After surgery the excised specimen was sent to pathology for analysis. The day after she died I overheard the residents discussing the results: benign pancreatic adenoma. I was visibly upset—I thought to myself that she went through all of the surgery and post operation morbidity for a benign adenoma. The residents did not seem too upset however, as they mentioned “At least we got to practice a Whipple.” The next Friday during the surgery department’s weekly Mortality and Morbidity (M&M) conference the PGY4 who performed the surgery presented this case to the department. As the resident presented the case, the Chairman of surgery promptly noted that the laboratory tests our team had used to decide that the tumor was probably malignant were not reliable indicators of malignancy. “Elevated CA 19-9 and CEA don’t mean anything” he said. “I’ve got a patient dead on my service because the resident operated on a benign lesion.”

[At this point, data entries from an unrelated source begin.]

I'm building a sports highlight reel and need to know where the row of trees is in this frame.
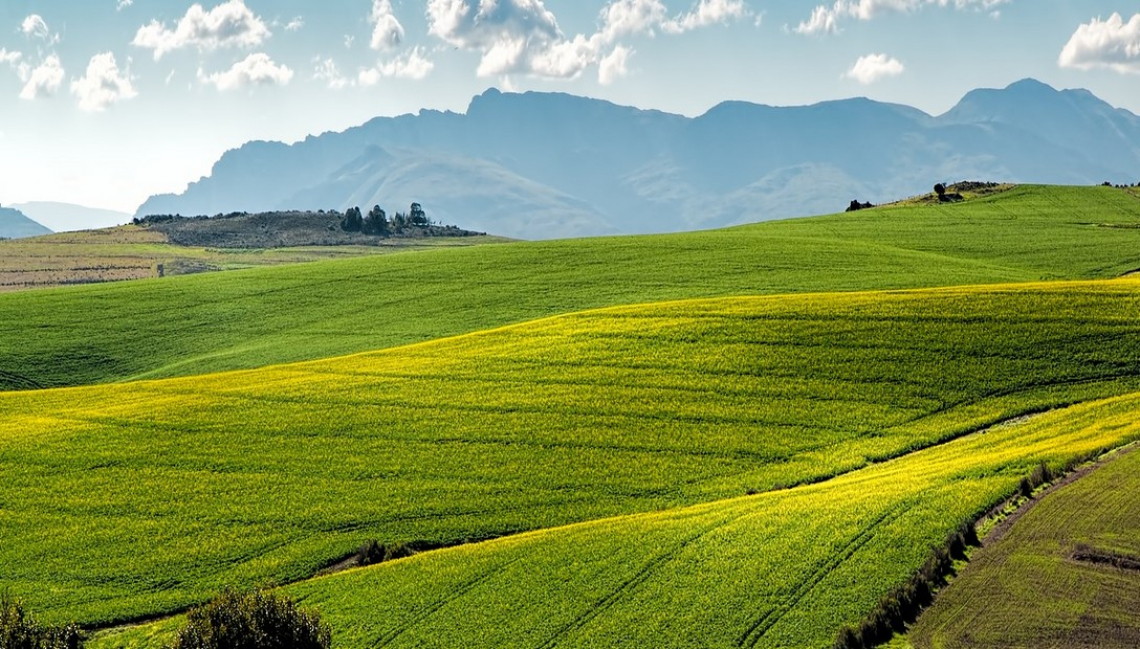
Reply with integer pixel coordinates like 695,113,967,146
341,203,432,236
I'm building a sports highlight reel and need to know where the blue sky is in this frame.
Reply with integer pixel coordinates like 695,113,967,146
0,0,1140,211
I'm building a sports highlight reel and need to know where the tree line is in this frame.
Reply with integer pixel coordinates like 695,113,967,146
341,203,433,236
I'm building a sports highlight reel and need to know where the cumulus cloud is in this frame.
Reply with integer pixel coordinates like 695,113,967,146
428,0,750,82
19,54,64,100
1058,14,1140,74
792,0,1013,34
846,54,906,86
661,0,750,34
198,52,293,91
131,0,271,60
312,56,352,90
0,48,24,67
368,0,405,50
357,47,435,86
597,46,634,86
71,51,138,112
19,14,51,40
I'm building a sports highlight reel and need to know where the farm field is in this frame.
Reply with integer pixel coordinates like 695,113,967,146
92,395,1140,649
0,226,503,292
0,279,1140,625
0,186,1140,389
907,451,1140,649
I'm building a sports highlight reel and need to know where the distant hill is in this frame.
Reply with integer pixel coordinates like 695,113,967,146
0,208,51,238
138,80,1140,238
11,202,131,232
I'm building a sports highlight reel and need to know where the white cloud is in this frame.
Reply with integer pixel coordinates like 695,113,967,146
793,0,1013,34
312,56,352,90
198,52,293,91
1058,14,1140,74
846,54,906,86
597,46,634,86
19,54,64,100
0,48,24,67
428,0,751,82
661,0,750,34
368,0,405,50
357,47,435,86
19,14,51,40
71,51,138,112
131,0,271,60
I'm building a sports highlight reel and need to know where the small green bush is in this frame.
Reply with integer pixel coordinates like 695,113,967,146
171,589,332,649
0,595,83,649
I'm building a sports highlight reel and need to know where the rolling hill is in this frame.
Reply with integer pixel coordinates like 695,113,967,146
138,80,1140,238
0,281,1140,646
0,186,1140,389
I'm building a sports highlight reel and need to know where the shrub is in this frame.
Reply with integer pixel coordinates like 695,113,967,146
171,589,332,649
0,595,83,649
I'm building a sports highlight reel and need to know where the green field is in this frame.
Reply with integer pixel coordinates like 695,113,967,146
0,281,1140,624
0,186,1140,389
0,187,1140,648
907,451,1140,649
0,226,504,293
95,395,1140,649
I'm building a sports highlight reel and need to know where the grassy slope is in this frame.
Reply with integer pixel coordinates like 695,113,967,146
909,444,1140,649
0,226,504,292
0,281,1140,623
93,395,1140,649
0,187,1140,389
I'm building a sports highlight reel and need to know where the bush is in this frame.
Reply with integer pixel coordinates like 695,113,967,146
0,595,83,649
171,589,332,649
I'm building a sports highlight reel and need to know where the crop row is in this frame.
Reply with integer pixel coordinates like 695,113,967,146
0,281,1140,624
96,387,1140,649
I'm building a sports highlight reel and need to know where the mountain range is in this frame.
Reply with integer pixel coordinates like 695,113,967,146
138,80,1140,238
0,208,51,238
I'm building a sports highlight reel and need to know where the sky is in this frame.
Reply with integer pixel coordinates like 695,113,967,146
0,0,1140,212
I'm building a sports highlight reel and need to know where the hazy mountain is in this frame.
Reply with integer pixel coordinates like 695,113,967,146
0,208,51,238
11,202,131,232
139,80,1140,238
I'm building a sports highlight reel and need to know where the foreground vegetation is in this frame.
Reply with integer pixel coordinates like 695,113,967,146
0,281,1140,624
96,395,1140,649
0,182,1140,389
907,444,1140,649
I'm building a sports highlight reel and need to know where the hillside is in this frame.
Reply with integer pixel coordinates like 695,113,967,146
907,449,1140,649
138,80,1140,238
0,186,1140,389
0,219,503,291
0,208,51,238
0,281,1140,624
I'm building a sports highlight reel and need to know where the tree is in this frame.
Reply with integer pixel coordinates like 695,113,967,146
363,205,389,236
408,203,431,226
341,208,364,232
172,589,332,649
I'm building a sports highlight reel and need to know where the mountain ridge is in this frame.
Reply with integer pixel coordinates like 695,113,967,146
138,80,1140,238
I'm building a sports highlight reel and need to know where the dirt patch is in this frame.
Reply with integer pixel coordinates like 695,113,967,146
982,444,1140,545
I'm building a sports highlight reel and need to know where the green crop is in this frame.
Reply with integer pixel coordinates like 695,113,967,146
0,187,1140,389
907,444,1140,649
0,281,1140,624
96,395,1140,649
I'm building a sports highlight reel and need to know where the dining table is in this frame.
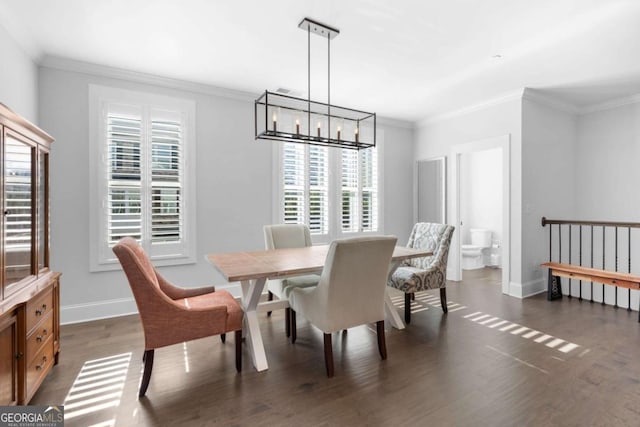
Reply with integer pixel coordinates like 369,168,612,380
206,245,433,371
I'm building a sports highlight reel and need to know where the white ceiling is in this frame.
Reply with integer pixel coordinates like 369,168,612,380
0,0,640,121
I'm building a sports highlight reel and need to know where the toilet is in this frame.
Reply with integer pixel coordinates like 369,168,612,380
462,228,491,270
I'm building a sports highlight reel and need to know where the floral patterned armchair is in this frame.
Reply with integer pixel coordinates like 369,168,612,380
387,222,455,323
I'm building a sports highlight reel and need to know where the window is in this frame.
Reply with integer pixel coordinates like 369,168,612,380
277,143,379,241
90,86,195,271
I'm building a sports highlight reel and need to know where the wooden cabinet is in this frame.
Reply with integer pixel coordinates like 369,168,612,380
0,104,60,405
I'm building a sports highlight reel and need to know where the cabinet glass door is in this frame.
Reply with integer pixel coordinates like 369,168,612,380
4,134,34,297
36,152,49,271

Pancreatic cancer is difficult to diagnose and there are no reliable diagnostic tests other than biopsy. I looked up the laboratory tests after the M&M conference and found that CA 19-9 can be elevated in patients with bilary/hepatic disease, and CEA is not sensitive or specific as a pancreatic adenocarcinoma tumor marker. Looking back, we did not perform a percutaneous biopsy of the lesion before surgery and the decision to operate was made on the two lab tests only. The patient’s liver disease and resulting poor coagulation studies were not taken into account before undertaking such a complicated operation. Considering the patient’s overall health condition when deciding on a plan to diagnose or treat disease is paramount.

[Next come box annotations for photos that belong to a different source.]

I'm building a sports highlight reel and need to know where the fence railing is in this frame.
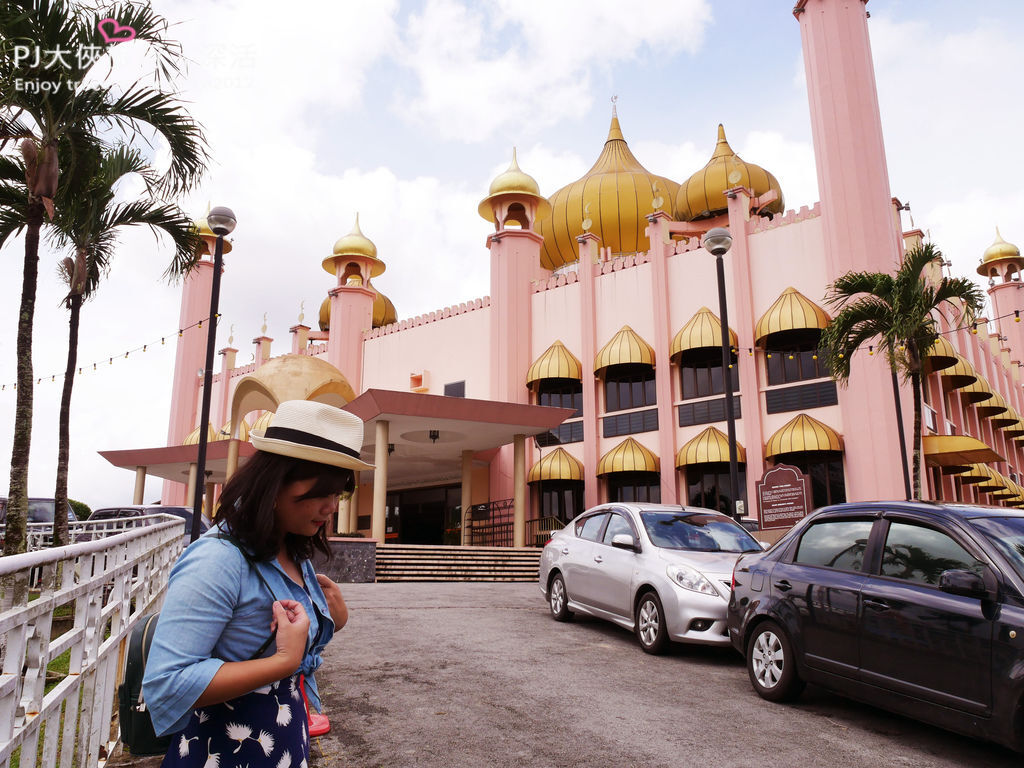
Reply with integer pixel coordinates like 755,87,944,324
0,515,184,768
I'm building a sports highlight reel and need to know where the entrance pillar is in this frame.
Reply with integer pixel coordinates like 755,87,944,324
370,420,388,544
132,467,145,504
459,451,473,547
512,434,526,547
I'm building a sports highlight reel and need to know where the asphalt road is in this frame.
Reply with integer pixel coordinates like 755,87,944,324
312,584,1021,768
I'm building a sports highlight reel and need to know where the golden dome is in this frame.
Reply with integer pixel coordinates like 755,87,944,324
676,124,785,221
319,289,398,331
193,211,233,256
323,214,385,278
978,227,1021,278
476,146,551,221
537,114,679,269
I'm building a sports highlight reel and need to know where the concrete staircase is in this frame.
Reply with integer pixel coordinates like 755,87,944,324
377,544,541,582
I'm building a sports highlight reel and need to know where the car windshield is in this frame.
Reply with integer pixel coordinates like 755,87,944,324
972,517,1024,580
640,512,761,552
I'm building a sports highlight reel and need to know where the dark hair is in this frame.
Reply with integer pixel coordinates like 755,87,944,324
217,451,355,560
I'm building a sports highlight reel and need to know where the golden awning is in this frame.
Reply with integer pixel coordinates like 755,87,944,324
526,447,583,482
597,437,658,476
754,288,828,344
961,372,995,404
976,391,1007,426
594,326,654,373
765,414,843,457
922,434,1002,467
676,427,746,467
942,355,978,389
669,306,739,359
921,336,959,374
526,340,583,386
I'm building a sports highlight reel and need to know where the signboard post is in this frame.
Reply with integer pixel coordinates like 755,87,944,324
757,464,811,530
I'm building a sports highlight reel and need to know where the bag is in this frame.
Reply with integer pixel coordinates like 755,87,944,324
118,535,278,756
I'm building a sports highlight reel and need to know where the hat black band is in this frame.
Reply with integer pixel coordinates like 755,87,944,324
263,427,359,459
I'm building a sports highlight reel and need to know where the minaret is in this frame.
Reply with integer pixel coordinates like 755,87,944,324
477,148,551,499
793,0,912,501
161,216,231,504
978,227,1024,362
323,214,385,393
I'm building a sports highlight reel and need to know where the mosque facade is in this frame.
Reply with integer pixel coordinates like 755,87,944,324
103,0,1024,546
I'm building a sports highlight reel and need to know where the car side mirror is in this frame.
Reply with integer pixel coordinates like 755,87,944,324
939,568,994,599
611,534,640,552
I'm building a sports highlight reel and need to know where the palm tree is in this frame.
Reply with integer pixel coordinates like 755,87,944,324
821,243,984,499
0,0,207,554
46,144,201,547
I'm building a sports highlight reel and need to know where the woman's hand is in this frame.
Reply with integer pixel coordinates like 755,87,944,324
316,573,348,630
270,600,309,672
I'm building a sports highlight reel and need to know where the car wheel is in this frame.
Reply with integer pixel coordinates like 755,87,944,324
548,573,572,622
636,592,669,653
746,622,804,701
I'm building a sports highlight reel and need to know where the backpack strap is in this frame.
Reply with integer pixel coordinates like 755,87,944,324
214,532,278,662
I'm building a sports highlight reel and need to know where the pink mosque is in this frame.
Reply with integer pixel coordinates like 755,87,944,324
103,0,1024,547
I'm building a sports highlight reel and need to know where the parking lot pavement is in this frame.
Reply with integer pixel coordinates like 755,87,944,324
312,583,1020,768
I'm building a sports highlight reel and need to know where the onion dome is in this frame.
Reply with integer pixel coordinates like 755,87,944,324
319,289,398,332
323,214,385,278
193,210,233,256
476,146,551,221
537,113,679,269
676,124,785,221
978,227,1021,278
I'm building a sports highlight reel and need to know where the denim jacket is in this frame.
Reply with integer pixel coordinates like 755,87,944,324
142,526,334,735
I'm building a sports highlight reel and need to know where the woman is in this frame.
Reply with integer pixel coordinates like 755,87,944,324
143,400,373,768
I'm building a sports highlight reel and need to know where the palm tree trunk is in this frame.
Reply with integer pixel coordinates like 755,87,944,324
3,198,43,555
53,293,82,547
910,371,921,499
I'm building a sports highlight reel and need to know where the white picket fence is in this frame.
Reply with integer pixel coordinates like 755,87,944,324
0,515,184,768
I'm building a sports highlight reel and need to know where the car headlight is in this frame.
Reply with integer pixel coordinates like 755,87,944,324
667,565,721,597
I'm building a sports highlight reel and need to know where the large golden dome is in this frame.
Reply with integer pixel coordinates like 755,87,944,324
537,115,679,269
319,288,398,331
322,214,385,278
676,124,785,221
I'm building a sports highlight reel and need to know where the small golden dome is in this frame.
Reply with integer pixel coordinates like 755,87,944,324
537,113,679,269
978,227,1021,278
676,124,785,221
193,211,233,256
319,289,398,332
476,146,551,221
323,213,385,278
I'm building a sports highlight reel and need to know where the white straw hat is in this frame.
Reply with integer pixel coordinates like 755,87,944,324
250,400,374,469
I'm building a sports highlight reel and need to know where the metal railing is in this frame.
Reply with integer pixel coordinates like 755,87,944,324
0,515,184,768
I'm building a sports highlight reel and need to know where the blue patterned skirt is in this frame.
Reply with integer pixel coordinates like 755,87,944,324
161,675,309,768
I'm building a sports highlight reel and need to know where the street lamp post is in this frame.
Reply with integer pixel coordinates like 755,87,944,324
702,226,740,519
189,206,236,542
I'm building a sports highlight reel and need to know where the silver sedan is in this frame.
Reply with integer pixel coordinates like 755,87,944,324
540,503,761,653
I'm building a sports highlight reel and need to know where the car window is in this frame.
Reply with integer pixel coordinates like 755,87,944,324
882,522,983,584
793,520,872,570
604,514,633,544
577,512,608,542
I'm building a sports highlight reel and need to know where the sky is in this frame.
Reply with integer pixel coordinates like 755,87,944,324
0,0,1024,508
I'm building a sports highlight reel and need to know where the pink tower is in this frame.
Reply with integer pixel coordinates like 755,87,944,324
793,0,909,500
323,214,385,392
477,150,551,499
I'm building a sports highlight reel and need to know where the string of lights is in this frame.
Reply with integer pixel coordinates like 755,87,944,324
0,314,220,392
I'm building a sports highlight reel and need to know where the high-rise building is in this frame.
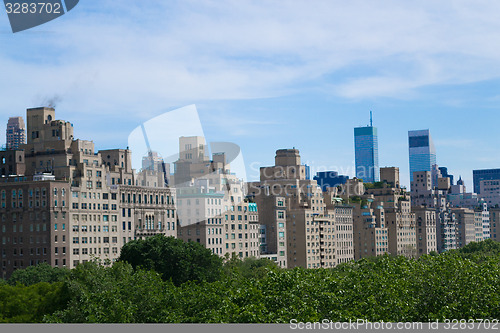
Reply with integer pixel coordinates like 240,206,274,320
472,169,500,194
6,117,26,150
354,113,380,183
408,130,436,181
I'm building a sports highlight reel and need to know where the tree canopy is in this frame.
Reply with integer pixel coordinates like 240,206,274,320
119,235,222,286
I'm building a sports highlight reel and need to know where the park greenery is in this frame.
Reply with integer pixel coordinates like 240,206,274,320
0,236,500,323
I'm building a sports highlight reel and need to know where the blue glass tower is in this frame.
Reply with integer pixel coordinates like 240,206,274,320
408,129,436,181
354,113,380,183
473,169,500,194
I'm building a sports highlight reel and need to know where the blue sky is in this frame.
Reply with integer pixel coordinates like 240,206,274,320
0,0,500,189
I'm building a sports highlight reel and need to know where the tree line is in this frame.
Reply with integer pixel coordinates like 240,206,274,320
0,236,500,323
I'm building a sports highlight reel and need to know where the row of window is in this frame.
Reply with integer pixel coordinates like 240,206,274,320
73,237,118,244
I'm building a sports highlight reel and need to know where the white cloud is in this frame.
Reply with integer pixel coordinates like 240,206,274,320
0,0,500,120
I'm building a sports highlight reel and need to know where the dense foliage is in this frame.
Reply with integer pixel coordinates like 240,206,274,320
8,263,69,286
120,235,222,286
0,241,500,323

As residents and medical students, we have a finite time to hone our skills before we will be expected to practice independently. However while we are trainees, we also have an obligation to ensure our patients are receiving appropriate medical care. I believe the resident saw this pancreatic lesion as an opportunity to practice a difficult surgical procedure instead of thoughtfully concluding that the procedure was the appropriate one for this patient. In essence, the resident treated himself, which resulted in shifting the goal of her care from liver transplant to operating on an interesting pancreatic lesion. The consequence in this case was death.

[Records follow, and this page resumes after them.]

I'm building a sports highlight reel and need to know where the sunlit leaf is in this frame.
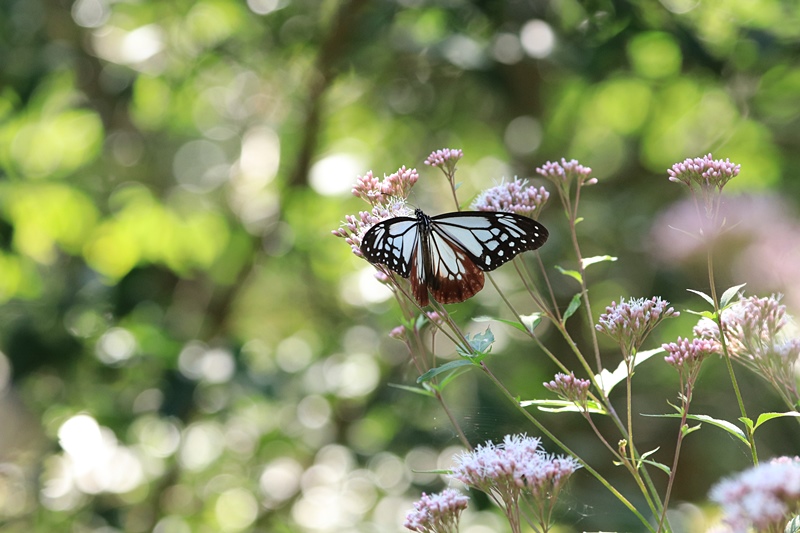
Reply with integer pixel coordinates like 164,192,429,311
581,255,617,270
753,411,800,429
686,289,714,307
417,359,474,383
561,293,581,324
595,348,664,396
719,283,747,309
556,265,583,283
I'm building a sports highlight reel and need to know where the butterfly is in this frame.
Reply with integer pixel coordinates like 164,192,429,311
361,209,549,306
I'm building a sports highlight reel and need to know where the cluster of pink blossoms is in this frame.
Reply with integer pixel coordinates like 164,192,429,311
667,154,741,190
536,158,597,188
472,178,550,217
425,148,464,172
544,372,590,410
353,166,419,206
661,337,721,369
451,434,581,524
709,457,800,533
595,297,680,359
403,489,469,533
331,197,413,257
694,295,800,405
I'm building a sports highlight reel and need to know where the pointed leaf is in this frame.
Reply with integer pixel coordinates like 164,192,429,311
594,348,664,396
389,383,435,398
681,424,703,437
686,289,714,307
642,413,750,448
417,359,474,383
686,309,717,320
556,265,583,283
739,416,755,433
466,326,494,353
472,312,542,333
581,255,617,270
719,283,747,309
519,400,608,415
642,459,671,475
640,446,661,459
561,292,581,324
753,411,800,429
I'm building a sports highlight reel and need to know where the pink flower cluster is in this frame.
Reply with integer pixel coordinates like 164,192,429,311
667,154,741,190
472,178,550,217
595,297,680,360
709,457,800,533
353,166,419,206
331,197,413,257
661,337,721,369
544,372,590,409
425,148,464,169
452,434,581,511
536,158,597,186
403,489,469,533
694,295,800,405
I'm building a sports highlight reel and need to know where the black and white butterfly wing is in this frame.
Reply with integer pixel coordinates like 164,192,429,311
361,217,420,278
422,225,484,305
361,210,548,306
431,211,549,272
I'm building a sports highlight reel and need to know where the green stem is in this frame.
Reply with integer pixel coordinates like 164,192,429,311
480,362,655,533
707,245,758,466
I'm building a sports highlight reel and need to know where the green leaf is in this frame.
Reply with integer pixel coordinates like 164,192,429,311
642,459,671,475
581,255,617,270
686,289,714,307
719,283,747,309
472,312,542,333
459,326,494,357
783,515,800,533
389,383,436,398
642,413,750,448
639,446,661,459
556,265,583,284
561,293,581,324
594,348,664,396
519,400,608,415
686,309,717,320
417,359,475,383
753,411,800,429
681,424,702,437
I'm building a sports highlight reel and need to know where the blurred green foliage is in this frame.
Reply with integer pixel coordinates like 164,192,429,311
0,0,800,533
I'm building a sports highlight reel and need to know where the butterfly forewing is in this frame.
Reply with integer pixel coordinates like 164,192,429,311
427,231,484,304
431,211,548,271
361,217,419,278
361,209,548,306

Though this case resulted in a bad outcome, I find personal solace in this experience. Living with disease is a daunting task. As a medical student I try to distance myself from my patient’s emotions, while at the same time I am often having thoughts about my own disease. She showed me how to maintain a positive outlook despite living with disease and displayed a courage I hope to one day attain. I am grateful for my opportunity to get to know her, as the lessons she and her hospital course taught me will remain with me throughout my professional and personal life. ¨
*Please note that all pieces of possible identifying information (names, dates, locations, etc.) have been changed for purposes of privacy.